In the wake of yesterday’s stunning election in Massachusetts, why did the equity markets endure the steepest losses of 2010? After all, markets rallied on Election Day in anticipation of the Republican victory. CNBC’s Jim Cramer used much of his show to urge viewers to “Buy, Buy, Buy!”, based on his belief that gridlock will reign in Washington.
While most pundits are busy overstating the Democrats’ loss of a filibuster-proof majority in the Senate, declaring health care reform dead and projecting massive Republican gains in November, the election did give rise to one potential outcome that has important implications for the markets. That is, voters have clearly rejected runaway government spending and huge budget deficits and bailouts, without regard to which political party is responsible. As a result, expectations of additional government stimulus programs and so-called “quantitative easing” by the Federal Reserve should be scaled back. In short, the Fed’s printing press is now running a little short of ink.
So let’s think of the investment implications. First and foremost, this is positive for the value of the US dollar and bullish longer term for the markets. Our leaders have steadily debased our currency and reduced our standard of living through the Fed’s zero interest rate policy and our trillion dollar budget deficits. Any improvement on this front is likely to be met with a rise in the dollar, and in fact the dollar is up about 1.5% over the last two days. The chart below shows that the dollar bottomed on Thanksgiving and recently made a higher low. We think the dollar may move significantly higher.

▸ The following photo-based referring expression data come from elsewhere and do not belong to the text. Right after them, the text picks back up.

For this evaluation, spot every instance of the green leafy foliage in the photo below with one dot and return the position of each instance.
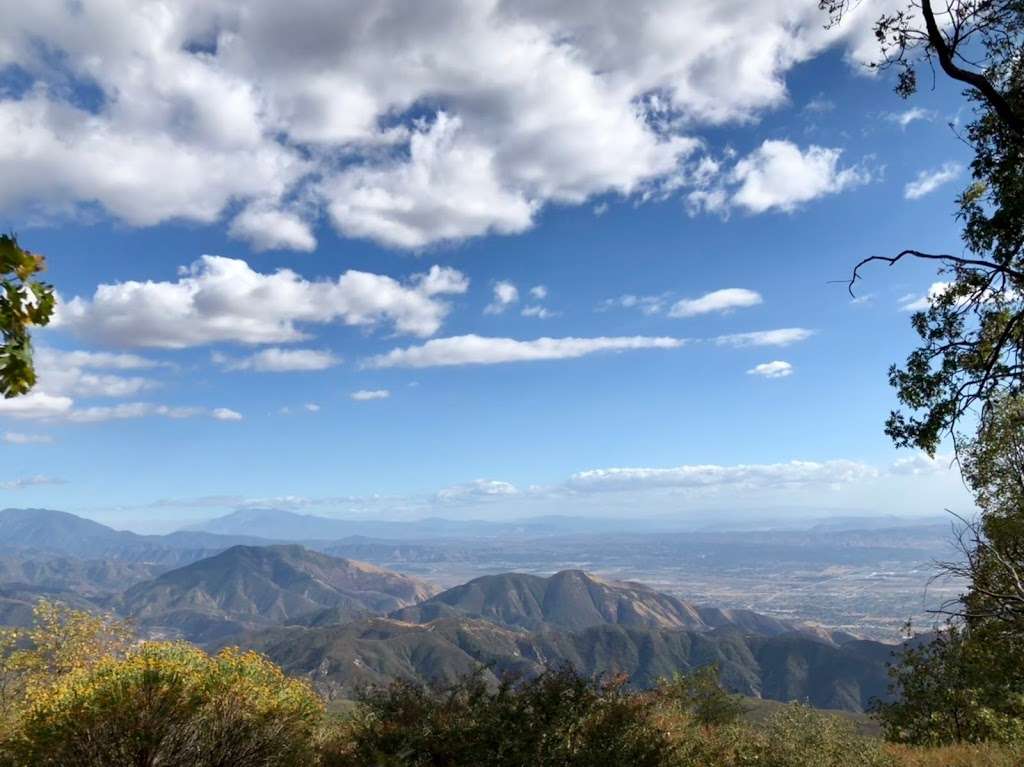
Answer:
(24, 302)
(557, 718)
(958, 687)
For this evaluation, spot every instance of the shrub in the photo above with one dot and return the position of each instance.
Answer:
(794, 736)
(557, 719)
(169, 705)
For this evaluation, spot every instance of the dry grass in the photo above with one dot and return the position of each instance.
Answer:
(958, 756)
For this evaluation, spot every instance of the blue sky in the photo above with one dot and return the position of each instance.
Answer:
(610, 185)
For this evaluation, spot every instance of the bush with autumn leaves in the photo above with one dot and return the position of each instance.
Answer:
(76, 690)
(79, 690)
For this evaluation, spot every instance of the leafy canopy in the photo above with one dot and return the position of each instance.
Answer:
(24, 302)
(972, 334)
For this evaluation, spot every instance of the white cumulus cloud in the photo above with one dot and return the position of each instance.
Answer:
(220, 299)
(778, 175)
(716, 301)
(410, 124)
(506, 294)
(775, 369)
(780, 337)
(708, 475)
(276, 359)
(928, 181)
(365, 395)
(472, 349)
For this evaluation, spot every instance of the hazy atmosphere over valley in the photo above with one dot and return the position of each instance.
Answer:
(412, 344)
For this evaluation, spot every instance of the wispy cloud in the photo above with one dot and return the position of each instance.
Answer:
(903, 119)
(776, 369)
(33, 481)
(16, 437)
(474, 349)
(929, 180)
(280, 360)
(364, 395)
(779, 337)
(723, 300)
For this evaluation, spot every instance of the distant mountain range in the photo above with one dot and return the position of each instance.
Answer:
(288, 525)
(247, 587)
(573, 600)
(339, 659)
(343, 623)
(47, 533)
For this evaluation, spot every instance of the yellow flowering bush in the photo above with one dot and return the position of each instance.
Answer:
(61, 640)
(170, 705)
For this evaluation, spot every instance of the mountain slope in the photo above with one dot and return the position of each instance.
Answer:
(341, 658)
(87, 578)
(572, 600)
(247, 587)
(45, 533)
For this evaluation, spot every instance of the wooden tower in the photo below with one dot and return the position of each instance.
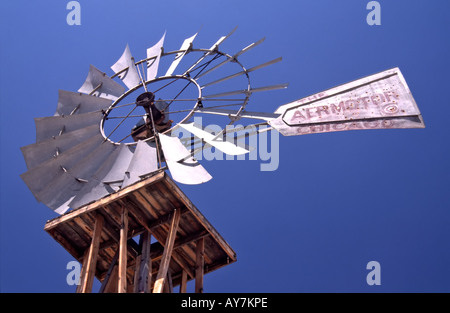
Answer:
(100, 236)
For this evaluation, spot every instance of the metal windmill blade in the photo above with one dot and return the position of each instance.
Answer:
(113, 132)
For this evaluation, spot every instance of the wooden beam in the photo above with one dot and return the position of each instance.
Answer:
(90, 260)
(183, 284)
(145, 272)
(104, 201)
(199, 265)
(137, 265)
(201, 218)
(122, 277)
(107, 280)
(168, 247)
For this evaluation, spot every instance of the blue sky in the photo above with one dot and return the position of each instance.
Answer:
(337, 200)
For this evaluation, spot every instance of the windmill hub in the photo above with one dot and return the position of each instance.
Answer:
(154, 119)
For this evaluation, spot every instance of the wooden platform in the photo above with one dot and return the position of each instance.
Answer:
(100, 236)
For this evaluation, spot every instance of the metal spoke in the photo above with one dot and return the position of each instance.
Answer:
(123, 120)
(204, 67)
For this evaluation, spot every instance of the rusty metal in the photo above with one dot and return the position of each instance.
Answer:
(378, 101)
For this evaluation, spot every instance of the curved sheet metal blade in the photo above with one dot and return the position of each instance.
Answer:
(144, 161)
(154, 54)
(127, 69)
(40, 152)
(38, 178)
(187, 43)
(68, 185)
(70, 103)
(52, 126)
(100, 85)
(224, 146)
(188, 172)
(106, 179)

One other major implication of less government stimulus is that the private sector economy must shoulder more of the burden. This is the handoff of the drivers of economic growth that we have discussed in recent months. After a liquidity-driven rally of near 70% in the equity markets since last March, investors are expecting solid growth in 2010. Perhaps today’s market reaction, even in the face of good earnings news from IBM, reflects concern that growth may not be quite as robust in an environment of fading government stimulus.